It’s easy to see comedians as somehow extraordinary. Melbourne, at least, seems to adopt that view for the duration of the festival. The Comedy Zone’s Sam Taunton put it best. “It’s the only time of year I feel like comedians are almost on par with AFL players for the most important people in Melbourne,” he explained to Beat in a recent interview.
Comedians earn every bit of adulation, too. The festival is their premiership season and it’s the one-percenters that count. Consider comedy duo Jennifer Byrne and Vicky Falconer-Pritchard, who have been flyering people, in costume – that is, as yetis, wearing five kilograms of mop yarn – the entire festival. That’s dedication and, as anyone who has ever flyered at the Town Hall will attest, it’s sheer resilience. Stories have filtered down through the festival season, detailing similar feats. Stuart Daulman’s computer crashed just minutes before showtime, compromising almost three-quarters of his performance. David O’Doherty, at one stage, lost his hat. It’s rough out there.
In all seriousness though, comedians are extraordinary. It extends far beyond the typical focal point of their courage. It’s about metamorphosis. The view on the ground makes it plain as day just how many hats performers are expected to wear on a daily basis. From all accounts, you have to see yourself as a business, from the requisite bureaucracy of festival registration to the ongoing chore of selling yourself to strangers (or, at the very least, organising others to do it for you). There seems to be so much at stake and the way that every day and night unfolds is of huge importance, whether it’s about the bottom line or stitching your ego back together. When you’re chatting with a comedian about how well tickets are moving for their show and neither of you are laughing, that pretty much says it all.
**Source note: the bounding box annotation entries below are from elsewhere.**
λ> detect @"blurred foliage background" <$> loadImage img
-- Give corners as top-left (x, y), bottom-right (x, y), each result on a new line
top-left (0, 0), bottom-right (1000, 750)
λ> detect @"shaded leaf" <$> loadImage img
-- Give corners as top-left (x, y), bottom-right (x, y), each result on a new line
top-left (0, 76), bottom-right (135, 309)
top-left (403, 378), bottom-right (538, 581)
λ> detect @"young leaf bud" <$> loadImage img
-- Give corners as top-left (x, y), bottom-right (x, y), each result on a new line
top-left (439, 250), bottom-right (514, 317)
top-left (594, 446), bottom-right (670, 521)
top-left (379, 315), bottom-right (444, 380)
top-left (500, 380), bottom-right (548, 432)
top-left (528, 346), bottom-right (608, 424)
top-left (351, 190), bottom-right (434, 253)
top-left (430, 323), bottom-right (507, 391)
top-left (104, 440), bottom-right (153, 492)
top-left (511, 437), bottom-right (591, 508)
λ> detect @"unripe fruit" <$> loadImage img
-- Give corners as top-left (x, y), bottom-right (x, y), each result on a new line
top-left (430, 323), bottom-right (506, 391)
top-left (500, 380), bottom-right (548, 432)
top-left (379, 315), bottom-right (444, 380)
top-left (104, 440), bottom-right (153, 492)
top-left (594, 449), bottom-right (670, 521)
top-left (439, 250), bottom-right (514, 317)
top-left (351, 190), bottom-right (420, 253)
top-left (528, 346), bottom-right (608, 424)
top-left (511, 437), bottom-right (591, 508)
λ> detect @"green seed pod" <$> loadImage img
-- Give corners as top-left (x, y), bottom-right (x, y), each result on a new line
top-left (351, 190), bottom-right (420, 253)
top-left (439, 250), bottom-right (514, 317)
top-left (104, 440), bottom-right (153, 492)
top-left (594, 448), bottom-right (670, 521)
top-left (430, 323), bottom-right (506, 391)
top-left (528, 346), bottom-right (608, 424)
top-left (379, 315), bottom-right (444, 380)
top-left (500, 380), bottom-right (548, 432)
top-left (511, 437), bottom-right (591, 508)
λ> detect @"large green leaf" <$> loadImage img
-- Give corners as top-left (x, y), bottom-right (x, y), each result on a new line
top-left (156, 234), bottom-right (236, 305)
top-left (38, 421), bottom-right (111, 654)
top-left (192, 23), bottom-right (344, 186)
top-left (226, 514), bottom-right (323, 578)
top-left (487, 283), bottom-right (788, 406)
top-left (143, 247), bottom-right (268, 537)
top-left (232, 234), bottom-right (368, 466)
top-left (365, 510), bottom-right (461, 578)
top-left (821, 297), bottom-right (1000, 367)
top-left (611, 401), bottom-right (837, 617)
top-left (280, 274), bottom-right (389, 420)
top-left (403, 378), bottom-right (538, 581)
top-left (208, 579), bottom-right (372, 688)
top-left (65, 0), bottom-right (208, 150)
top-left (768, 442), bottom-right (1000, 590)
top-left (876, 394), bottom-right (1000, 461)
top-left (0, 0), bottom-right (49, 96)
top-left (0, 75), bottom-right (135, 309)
But here we are, at the end of the 30th Melbourne International Comedy Festival. Everyone has survived an eventful few weeks and finds themselves better or worse off for the experience. The 19th Annual Comedy Awards have come to a close, with Zoe Coombs Marr taking out the illustrious Barry Award. Her shows consistently received standing ovations throughout the Festival, and the award is well deserved.
Ultimately though, I think we can all agree that comedy has been the real winner. Honestly, if there’s one thing that this year’s Melbourne International Comedy Festival has taught me, it’s that whoever ends up winning whichever award will have truly earned it. And yet, how much it will separate them from their peers seems somewhat negligible. They all share one important quality. I feel I have a better idea now more than ever about what kind of person you have to be to pursue comedy. Put simply, you have to be extraordinary.